L’année 2022 a donné lieu à des bouleversements politiques. Des bouleversements à la mode très stable japonaise : depuis 1948, le Parti Libéral et Démocrate a été privé du pouvoir 6 ans seulement, dans les années 1990 et 2000. Le gouvernement actuel de Fumio Kishida est dans la ligne : la famille du Premier ministre appartient depuis plusieurs générations à la classe politique dirigeante. Nommé en octobre 2022, il a prolongé dans sa première année de mandat l’action du gouvernement précédent qui avait, de fait, renoncé à une part des ambitions de réformes de Shinzo Abe (les Abenomics). L’assassinat de ce dernier le 8 juillet dernier a entraîné un sérieux jeu de chaises musicales dans les instances gouvernementales, pour couper une partie des liens du parti Libéral-démocrate avec la secte Moon. Mais, sur le fond, la politique est restée inchangée, même si les programmes nucléaires ont été relancés et amplifiés, les investissements publics de compétitivité majorés ou que les dépenses militaires remontées en concertation avec les Etats-Unis. Même dans cette année heurtée sur le plan politique (nouveau gouvernement, assassinat de M. Abe, conséquences diverses de la guerre d’Ukraine y compris en Aise) la stabilité est restée la règle. La bonne résistance au Covid a soutenu cette permanence. La fermeture des frontières, les gestes barrières qui étaient déjà la règle, et le civisme de la population, ont contenu l’épidémie pour les premières vagues davantage que dans des pays comparables et la vaccination de masse a permis de maintenir l’avantage.
Plutôt résistant en 2020 aux conséquences de la crise sanitaire sur l’économie mondiale (davantage perceptibles que celles sur sa propre économie), le Japon n’a pas été un grand bénéficiaire du boom post-covid. La baisse du produit intérieur brut de 4,8 % en 2020 était supérieure à la moyenne mondiale (3,5%) et au recul américain (2,8%) mais moindre que les 6,8 % dans l’Union Européenne. La Japon avait déjà reculé (0,2%) en 2019. Le pays, soutenu depuis des années par les dépenses budgétaires et par une politique monétaire ultra accommodante n’a pas connu la révolution des « quoi qu’il en coûte » américain ou européens. Il était déjà sous assistance. La croissance 2021 s’était ainsi retrouvée dans la norme (2,1 % et une inflation légèrement négative). L’année dernière, l’inflexion mondiale (expansion ramenée à 2,5 % dans les pays de l’OCDE) confirme le retard japonais bien installé depuis des décennies et, en l’espèce, amplifié par le coût des imports et les blocages chinois. Cette année et l’année prochaine, le pays renoue avec la conjoncture qui est peu ou prou la sienne depuis 30 ans : croissance molle (0,5 % en moyenne en 20023 et 2024) et inflation limitée (un peu plus de 3% pour 2023, moins de 1,5 % en 2024). Il y a « des pays d’avenir, et qui vont le rester ». Le Japon est un pays riche et prospère qui va le rester, mais sans faire mieux. Sa population en a-t-elle le besoin ? Derrière la stabilité politique, il y a en tout cas une certaine satisfaction et une cohésion autour d’un patriotisme économique. Les fondamentaux de l’économie comprennent le chômage qui ressort à 2,5 %. Ce plein emploi record va soutenir la consommation sans risque sur les salaires. Les investissements de compétitivité dans les domaines technologiques vont favoriser les industries et l’export. Mais, en sens inverse, la profonde mutation de l’industrie automobile pèse sur le premier constructeur mondial, en passe d’être passé par le voisin chinois.

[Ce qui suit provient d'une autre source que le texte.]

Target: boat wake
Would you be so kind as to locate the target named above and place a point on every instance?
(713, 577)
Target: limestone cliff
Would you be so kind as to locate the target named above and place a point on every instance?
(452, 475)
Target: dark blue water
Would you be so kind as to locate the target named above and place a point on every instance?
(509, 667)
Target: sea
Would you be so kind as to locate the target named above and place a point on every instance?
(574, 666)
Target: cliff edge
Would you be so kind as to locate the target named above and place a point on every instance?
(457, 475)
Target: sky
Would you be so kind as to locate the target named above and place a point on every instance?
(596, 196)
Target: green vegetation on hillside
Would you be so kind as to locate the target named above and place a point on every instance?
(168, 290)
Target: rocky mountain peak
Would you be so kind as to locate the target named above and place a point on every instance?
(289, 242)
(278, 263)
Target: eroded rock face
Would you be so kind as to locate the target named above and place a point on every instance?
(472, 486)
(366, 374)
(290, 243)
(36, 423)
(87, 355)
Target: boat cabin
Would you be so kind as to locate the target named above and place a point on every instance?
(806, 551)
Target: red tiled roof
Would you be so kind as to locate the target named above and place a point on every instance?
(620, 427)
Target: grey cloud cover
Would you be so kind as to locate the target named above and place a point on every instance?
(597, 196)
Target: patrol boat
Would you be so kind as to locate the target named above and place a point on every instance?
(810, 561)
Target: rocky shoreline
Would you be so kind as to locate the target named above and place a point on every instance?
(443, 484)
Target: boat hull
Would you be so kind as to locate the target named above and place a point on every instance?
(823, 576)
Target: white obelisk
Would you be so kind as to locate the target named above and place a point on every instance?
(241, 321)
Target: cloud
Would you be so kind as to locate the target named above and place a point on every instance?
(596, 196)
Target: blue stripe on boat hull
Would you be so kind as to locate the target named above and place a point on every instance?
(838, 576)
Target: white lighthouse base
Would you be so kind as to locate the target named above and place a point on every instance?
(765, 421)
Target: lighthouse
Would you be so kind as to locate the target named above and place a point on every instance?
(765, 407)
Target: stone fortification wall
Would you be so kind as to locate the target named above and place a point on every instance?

Vu des marchés financiers, cette stabilité générale peut ressembler à de l’immobilisme. L’investissement n’est en tout état de cause pas très tentant. Les taux d’intérêt vont rester bas, mais progresser sans doute un peu, jusqu’à 1 % peut-être d’ici à la fin de l’année pour le 10 ans. Se payant environ 12 fois l’estimation des bénéfices 2023, les actions ne sont pas chères, mais la croissance va être faible et les actions exportatrices sont dans un cycle moyennement favorable. On a un peu le sentiment que, si on n’est pas japonais et soucieux d’investissements « patriotiques », il n’y a pas beaucoup à espérer des placements au Japon. Pas beaucoup à perdre non plus il est vrai. Cela posé, les surprises, quand il y en aura, ne peuvent, peut-être, que se révéler positives.